CS 6803: Topic in NLP

Aug-Nov 2025 | Department of Computer Science

Course Overview

This graduate-level course discusses recent advancements in the field of NLP. It covers different aspects of Large Langauge Models - the different architectural and design challenges, as well as useful considerations for training such models.

Key Details

Instructor: Dr. Maunendra Sankar Desarkar

Office: CS 506

Class Time: Saturdays, 8-11 am


Syllabus & Grading

Course Materials

Grading Breakdown (Tentative)

Component Weight
In-class quizzes (3-4) 10-20%
Project 40-60%
Semester Exam 30-50%

Prerequisites

CS 5803 (Natural Language Processing)


🗓️ Tentative Course Schedule

Serial No.

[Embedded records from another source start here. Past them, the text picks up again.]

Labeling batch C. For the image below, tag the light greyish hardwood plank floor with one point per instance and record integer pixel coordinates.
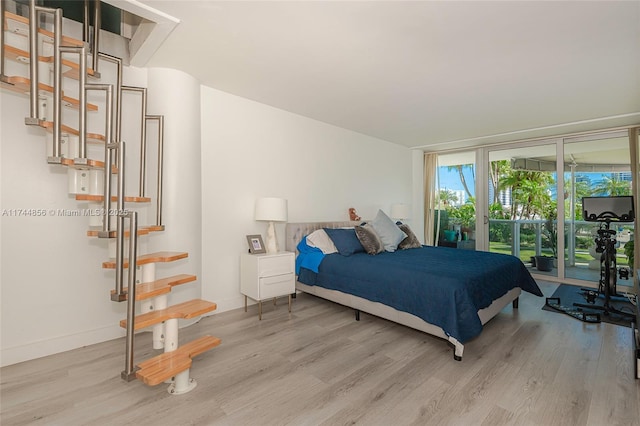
(318, 366)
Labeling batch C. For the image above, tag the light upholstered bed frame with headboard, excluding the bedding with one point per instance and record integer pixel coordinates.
(295, 232)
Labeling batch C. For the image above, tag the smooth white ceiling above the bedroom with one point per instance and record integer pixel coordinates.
(427, 74)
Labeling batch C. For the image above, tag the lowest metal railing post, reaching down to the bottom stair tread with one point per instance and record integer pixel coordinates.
(129, 372)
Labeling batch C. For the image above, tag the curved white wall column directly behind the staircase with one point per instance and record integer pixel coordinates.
(179, 103)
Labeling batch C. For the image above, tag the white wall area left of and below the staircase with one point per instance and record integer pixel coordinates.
(55, 295)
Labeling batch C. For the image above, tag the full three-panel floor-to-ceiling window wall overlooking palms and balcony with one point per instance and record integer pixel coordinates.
(525, 199)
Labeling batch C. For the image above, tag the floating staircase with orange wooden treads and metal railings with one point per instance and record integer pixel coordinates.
(41, 74)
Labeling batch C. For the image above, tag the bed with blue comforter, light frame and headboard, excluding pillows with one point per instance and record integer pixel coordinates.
(444, 292)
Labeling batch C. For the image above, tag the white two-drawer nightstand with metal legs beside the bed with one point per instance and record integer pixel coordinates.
(266, 276)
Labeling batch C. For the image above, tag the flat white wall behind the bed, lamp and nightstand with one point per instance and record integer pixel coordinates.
(252, 150)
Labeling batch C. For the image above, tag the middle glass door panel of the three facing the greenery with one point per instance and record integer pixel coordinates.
(522, 205)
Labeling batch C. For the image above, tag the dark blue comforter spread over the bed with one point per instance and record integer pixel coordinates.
(443, 286)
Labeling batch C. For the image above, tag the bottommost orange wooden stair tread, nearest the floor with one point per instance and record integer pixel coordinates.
(158, 369)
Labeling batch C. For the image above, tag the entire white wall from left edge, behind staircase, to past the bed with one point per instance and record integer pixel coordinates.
(221, 153)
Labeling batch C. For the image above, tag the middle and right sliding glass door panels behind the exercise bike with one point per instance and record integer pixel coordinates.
(533, 207)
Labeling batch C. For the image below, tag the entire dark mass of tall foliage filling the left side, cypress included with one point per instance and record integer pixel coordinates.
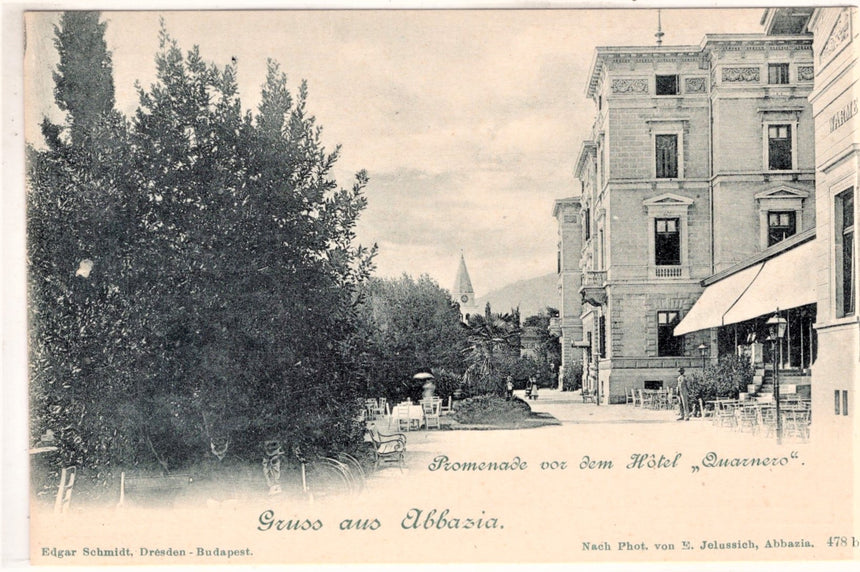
(217, 279)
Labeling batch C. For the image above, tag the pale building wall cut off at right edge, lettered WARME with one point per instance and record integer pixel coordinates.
(837, 140)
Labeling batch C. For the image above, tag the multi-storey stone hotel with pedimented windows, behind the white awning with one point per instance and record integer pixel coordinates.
(699, 157)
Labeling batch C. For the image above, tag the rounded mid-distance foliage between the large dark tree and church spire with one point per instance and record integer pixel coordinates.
(406, 326)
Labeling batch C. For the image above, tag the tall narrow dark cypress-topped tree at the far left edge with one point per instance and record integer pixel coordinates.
(80, 221)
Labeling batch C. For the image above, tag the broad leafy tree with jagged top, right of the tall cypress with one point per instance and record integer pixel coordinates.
(251, 239)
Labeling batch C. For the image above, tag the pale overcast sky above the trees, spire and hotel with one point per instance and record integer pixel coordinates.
(468, 122)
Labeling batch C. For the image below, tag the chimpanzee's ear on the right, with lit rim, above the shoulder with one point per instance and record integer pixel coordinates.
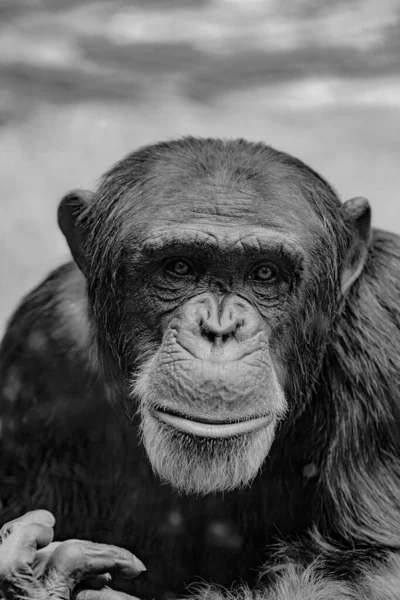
(359, 211)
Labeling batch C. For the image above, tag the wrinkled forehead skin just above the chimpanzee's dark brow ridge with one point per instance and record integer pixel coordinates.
(218, 201)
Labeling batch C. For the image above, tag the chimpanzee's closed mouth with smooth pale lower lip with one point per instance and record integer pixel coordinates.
(208, 428)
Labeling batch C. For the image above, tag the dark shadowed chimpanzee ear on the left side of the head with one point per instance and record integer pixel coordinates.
(70, 209)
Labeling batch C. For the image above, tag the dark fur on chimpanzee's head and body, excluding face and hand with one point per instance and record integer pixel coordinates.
(331, 485)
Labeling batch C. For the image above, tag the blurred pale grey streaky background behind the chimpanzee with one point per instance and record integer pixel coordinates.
(84, 82)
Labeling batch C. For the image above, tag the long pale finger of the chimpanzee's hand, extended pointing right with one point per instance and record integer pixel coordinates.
(79, 559)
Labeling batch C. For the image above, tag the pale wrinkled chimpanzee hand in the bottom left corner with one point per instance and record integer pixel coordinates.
(33, 568)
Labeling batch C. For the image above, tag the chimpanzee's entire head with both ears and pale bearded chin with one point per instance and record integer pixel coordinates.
(214, 272)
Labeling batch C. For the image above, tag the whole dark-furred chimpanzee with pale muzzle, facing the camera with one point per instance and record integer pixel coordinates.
(213, 385)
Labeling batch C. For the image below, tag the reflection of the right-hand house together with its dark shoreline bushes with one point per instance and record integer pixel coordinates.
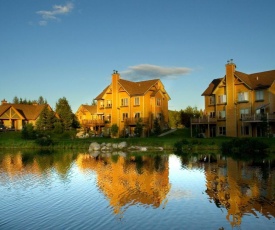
(242, 187)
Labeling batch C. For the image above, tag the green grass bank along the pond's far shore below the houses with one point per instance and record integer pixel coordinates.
(68, 141)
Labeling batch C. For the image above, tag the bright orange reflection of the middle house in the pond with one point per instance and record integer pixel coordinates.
(127, 181)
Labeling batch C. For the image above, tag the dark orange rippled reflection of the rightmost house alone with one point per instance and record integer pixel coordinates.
(240, 189)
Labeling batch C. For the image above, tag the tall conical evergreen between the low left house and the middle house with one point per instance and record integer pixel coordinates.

Topics Reading
1 Transformer architecture, different types of positional embeddings: Absolute, relative, rotary Shared during class
2 Attention Mechanisms: MHA, MQA, GQA, MHLA, Flash Attention Shared during class
3 Pre-tokenization and Tokenizaton: BPE, Word-piece, Sentence-Piece, Unigram LM, Pruning, ByteT5 Shared during class
4 Multilinguality: Multilingual Pre-Training, Data Sampling Shared during class
5 Mechanistic Interpretability: LogitLens, PatchScope, Circuits Shared during class
6 Vision Language Models: CLIP, LLaVa, InstructBLIP Shared during class
7 State Space Models - S4 Architecture, Mamba Shared during class
8 Choices during model building: Data Mixing, Mixture of Experts Shared during class
9 Scaling Laws: Kaplan, Chinchila Shared during class
10 Agent Foundation Models Shared during class

Detailed day-wise schedule is not given. Depending on the coverage, discussion on some topics may span over multiple lectures.